Kernel panics on I/O to spun down disks
Description
Problem/Justification
Impact
Activity
Alexander Motin April 29, 2022 at 4:56 PM
Lets reclassify this issue and consider it fixed for now. If testing show that some issue still remained – create a new ticket for 13.0-U1.
Alexander Motin April 28, 2022 at 2:24 AM
For note, so far working on this ticket:
- Improved kernel dumping reliability by merging one commit and making another: https://cgit.freebsd.org/src/commit/?id=38f8addaab1aac0830948189826bd7c7931859fd
- Fixed assertion and possibly memory corruption when spun down disk receives 2+ commands: https://cgit.freebsd.org/src/commit/?id=404f001161b975164d8b52d9f404d07ac7584027
Will see whether the second is related to the original problem.
Krautmaster April 19, 2022 at 8:28 PM(edited)

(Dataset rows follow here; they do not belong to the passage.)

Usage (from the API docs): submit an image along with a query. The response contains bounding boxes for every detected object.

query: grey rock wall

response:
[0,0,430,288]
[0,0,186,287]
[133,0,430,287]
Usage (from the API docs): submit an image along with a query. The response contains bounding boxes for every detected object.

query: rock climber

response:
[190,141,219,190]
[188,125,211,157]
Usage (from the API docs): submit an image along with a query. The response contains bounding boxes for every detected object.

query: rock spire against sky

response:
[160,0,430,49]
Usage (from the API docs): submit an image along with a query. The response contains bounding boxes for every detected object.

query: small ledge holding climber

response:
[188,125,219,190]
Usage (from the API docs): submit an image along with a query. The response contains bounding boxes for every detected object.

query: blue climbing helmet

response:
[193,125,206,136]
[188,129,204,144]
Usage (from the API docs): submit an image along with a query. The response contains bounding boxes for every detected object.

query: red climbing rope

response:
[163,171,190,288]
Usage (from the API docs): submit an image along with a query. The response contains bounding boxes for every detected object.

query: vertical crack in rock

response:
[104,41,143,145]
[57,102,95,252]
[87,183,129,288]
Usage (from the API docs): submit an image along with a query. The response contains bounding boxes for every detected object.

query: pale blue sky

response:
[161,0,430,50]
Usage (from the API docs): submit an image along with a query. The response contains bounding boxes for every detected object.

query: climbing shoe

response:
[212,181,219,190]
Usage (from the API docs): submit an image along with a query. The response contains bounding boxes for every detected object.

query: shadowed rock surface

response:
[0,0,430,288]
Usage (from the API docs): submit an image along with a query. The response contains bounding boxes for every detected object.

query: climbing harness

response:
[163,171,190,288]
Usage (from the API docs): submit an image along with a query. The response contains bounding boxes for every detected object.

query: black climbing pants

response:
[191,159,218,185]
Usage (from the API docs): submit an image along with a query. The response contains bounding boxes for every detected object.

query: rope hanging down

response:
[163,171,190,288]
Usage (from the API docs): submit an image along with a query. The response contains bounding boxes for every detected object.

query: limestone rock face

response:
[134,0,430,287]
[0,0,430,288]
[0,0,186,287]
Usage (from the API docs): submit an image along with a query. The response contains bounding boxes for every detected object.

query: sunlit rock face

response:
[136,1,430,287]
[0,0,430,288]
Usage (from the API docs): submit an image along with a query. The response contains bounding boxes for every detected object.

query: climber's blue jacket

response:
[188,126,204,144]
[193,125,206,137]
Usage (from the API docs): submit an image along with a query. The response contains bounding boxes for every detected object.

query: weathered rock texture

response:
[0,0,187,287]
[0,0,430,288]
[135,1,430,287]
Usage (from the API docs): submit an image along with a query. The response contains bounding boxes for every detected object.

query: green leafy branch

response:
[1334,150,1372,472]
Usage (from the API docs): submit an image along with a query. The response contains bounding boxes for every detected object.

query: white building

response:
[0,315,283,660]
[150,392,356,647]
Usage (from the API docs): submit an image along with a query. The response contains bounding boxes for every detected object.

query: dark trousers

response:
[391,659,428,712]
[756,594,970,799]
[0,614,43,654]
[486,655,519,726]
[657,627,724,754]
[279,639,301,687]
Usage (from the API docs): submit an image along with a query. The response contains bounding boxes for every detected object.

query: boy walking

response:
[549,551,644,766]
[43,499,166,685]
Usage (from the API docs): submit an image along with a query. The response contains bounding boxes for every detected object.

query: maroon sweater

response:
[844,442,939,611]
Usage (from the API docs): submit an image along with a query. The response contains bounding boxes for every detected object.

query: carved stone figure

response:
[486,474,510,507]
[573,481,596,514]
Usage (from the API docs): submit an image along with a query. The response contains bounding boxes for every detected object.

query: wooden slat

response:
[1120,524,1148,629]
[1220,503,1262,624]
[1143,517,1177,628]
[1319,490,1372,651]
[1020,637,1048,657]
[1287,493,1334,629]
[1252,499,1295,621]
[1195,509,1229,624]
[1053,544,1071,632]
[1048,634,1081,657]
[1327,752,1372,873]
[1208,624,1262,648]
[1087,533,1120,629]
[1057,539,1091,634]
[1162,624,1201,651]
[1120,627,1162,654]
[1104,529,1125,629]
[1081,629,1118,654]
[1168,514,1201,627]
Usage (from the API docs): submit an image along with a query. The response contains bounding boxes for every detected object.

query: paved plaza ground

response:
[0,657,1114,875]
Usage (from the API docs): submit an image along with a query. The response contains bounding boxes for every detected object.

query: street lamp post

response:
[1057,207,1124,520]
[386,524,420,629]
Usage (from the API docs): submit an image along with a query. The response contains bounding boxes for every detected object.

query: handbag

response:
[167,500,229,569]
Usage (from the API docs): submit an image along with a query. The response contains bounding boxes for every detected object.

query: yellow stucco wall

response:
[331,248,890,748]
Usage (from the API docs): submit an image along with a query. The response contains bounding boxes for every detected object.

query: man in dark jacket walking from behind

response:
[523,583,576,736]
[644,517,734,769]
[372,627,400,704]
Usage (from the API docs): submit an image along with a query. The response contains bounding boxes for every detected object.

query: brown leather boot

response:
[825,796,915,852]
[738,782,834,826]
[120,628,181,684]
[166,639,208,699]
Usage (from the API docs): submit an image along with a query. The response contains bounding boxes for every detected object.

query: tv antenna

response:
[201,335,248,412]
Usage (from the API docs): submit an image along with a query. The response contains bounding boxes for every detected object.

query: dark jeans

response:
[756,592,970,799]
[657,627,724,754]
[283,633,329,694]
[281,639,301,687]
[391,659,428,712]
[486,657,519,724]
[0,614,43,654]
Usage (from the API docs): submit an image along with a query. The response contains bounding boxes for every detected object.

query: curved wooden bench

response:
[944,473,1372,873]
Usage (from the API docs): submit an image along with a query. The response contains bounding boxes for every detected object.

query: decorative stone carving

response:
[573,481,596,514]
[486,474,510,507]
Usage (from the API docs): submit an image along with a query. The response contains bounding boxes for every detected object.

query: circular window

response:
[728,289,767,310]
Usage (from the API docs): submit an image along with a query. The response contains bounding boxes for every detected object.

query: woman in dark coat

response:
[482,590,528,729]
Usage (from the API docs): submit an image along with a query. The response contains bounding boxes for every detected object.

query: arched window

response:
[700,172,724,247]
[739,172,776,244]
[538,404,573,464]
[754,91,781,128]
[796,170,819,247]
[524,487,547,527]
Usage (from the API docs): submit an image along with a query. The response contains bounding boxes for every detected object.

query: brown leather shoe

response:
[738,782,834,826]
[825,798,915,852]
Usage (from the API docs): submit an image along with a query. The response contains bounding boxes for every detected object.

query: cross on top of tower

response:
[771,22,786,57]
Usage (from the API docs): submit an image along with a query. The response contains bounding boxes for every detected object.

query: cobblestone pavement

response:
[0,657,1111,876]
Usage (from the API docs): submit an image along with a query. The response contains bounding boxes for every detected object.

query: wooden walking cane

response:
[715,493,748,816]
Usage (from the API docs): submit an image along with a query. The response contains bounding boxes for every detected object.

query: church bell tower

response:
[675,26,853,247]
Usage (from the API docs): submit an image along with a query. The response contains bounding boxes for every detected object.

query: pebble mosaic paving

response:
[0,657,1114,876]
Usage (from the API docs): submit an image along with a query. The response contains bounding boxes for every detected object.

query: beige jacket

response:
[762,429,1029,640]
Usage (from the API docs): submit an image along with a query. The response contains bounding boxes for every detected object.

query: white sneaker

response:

attached the grabbed minidump from
WARNING
freenas.local had an unscheduled system reboot. The operating system successfully came back online at Tue Apr 19 22:15:21 2022.
2022-04-19 22:15:21 (Europe/Berlin)
Alexander Motin April 18, 2022 at 7:28 PM(edited)
To get minidump instead of textdump before the crash do:
sysctl debug.debugger_on_panic=0
sysctl debug.ddb.textdump.pending=0
dumpon off
dumpon /dev/daX
After the crash and reboot:
cd /mnt/tank
savecore . /dev/daX
As result in the specified directory should be stored couple files representing the dump. They do for me.
Debug symbols for the specific TrueNAS build can be found at http://download.freenas.org/ , looking for TrueNAS-13.0-MASTER-*.debug.txz for the exact version you are running (see `cat /etc/version` on the NAS). Inside usr/lib/debug/boot there are symbols for normal and debug kernels, that can be unpacked into the same path on TrueNAS to run kgdb on the core.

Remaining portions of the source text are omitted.